Par Gilles Le Blanc | Economiste 

 

Après l'introduction – insolite – du « rabot » dans le champ de la décision publique, puis

l'idée – surréaliste – d'inscrire l'équilibre budgétaire dans la Constitution au moment même où le pays enregistre un déficit historique de 7% du PIB (136,5 milliards d'euros ! ), François Baroin a annoncé la semaine passée sa dernière création : un mécanisme liant la distribution de dividendes aux actionnaires au versement de primes aux salariés.

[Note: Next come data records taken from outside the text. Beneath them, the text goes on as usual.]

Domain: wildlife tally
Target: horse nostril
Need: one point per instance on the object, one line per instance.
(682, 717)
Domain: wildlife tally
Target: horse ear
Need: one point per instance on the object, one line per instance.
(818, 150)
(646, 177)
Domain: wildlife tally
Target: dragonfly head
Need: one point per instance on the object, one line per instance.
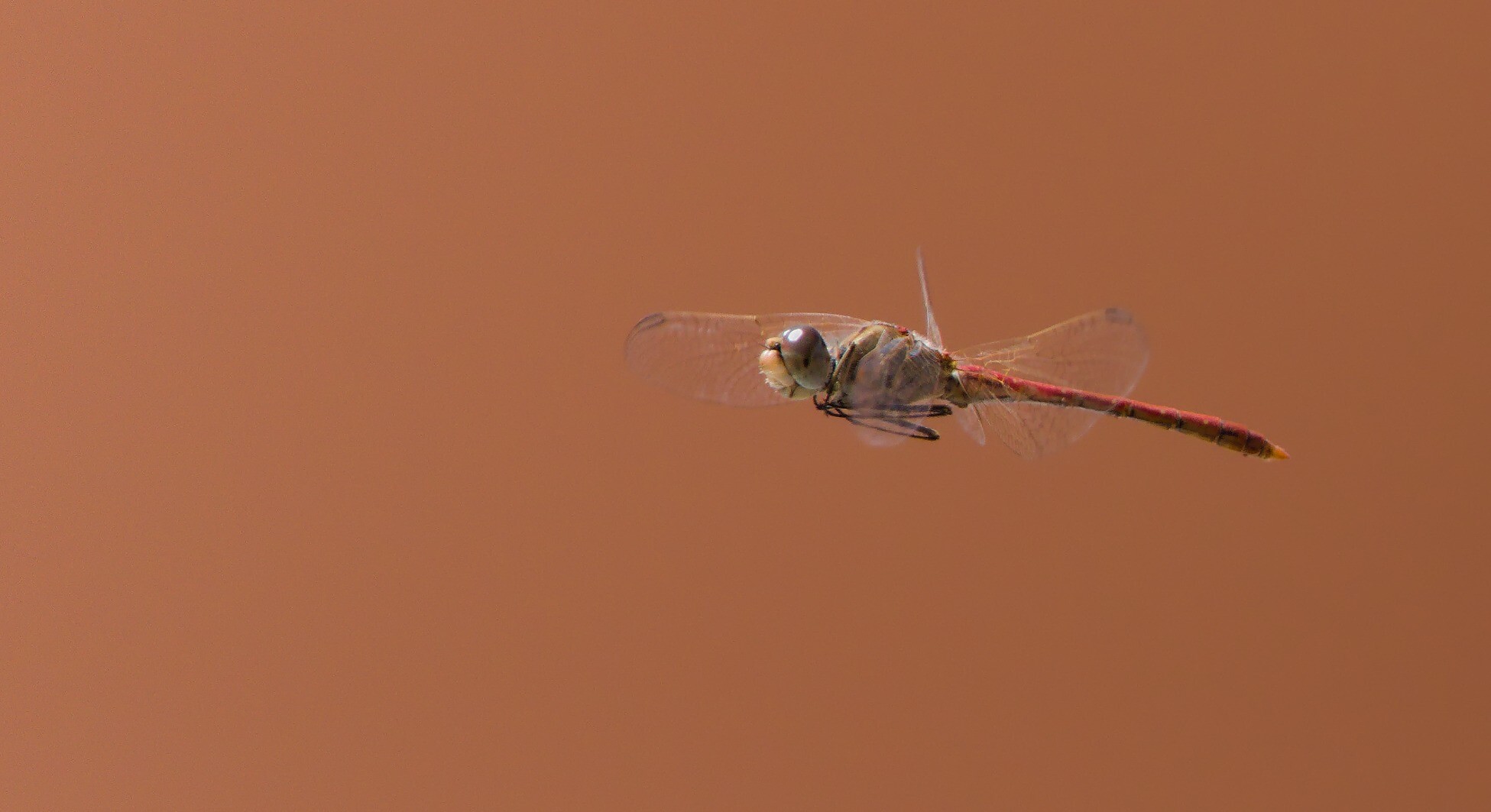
(796, 364)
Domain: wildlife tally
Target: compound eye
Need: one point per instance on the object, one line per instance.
(807, 357)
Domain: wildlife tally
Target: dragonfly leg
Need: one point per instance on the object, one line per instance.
(901, 418)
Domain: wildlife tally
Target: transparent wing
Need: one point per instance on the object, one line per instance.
(893, 385)
(711, 357)
(1100, 352)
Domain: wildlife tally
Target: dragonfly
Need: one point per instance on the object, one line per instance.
(1036, 393)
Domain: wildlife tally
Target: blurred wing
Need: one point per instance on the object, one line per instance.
(1100, 352)
(711, 357)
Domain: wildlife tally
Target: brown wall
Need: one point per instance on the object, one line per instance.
(323, 483)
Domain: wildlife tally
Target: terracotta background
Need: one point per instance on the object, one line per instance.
(324, 486)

Après un petit couplet que n'aurait pas désavoué Besancenot sur les dividendes faramineux remis aux actionnaires et les bonus toujours plus élevés des patrons (ça coûte rien et fait bien voir ! ), voici que le ministre du Budget nous promet une prime « d'au moins 1 000 euros » aux salariés des entreprises versant des dividendes !

Avec cette mesure, on atteint un véritable sommet dans l'art de la communication politico-économique, car on peut déjà dire qu'elle ne traite pas le problème et ne sera pas appliquée.

Le problème – comme le gouvernement le reconnaît enfin – est celui du pouvoir d'achat des salariés, qui stagne au mieux depuis des années, et doit aujourd'hui faire face aux hausses combinées des prix de l'énergie, du logement et des produits alimentaires.

C'est un problème à la fois politique, celui des futurs électeurs se souvenant de la promesse de 2007 sur l'amélioration rapide du pouvoir d'achat, mais aussi économique, car la consommation est le moteur de la croissance française, comme semblent d'ailleurs l'avoir récemment découvert certains ministres.

Les dividendes ont un rôle, mais leur excès pose problème

Mais jouer de l'opposition entre salaires et dividendes est une posture facile et trompeuse. Les dividendes sont la rémunération de l'investisseur qui a choisi de confier une partie de son épargne à l'entreprise, lui fait ainsi confiance pour ses résultats futurs mais doit faire face à un risque d'échec ou de mauvaise performance. Les dividendes jouent donc un rôle et c'est bien plutôt l'excès de dividendes qui pose problème.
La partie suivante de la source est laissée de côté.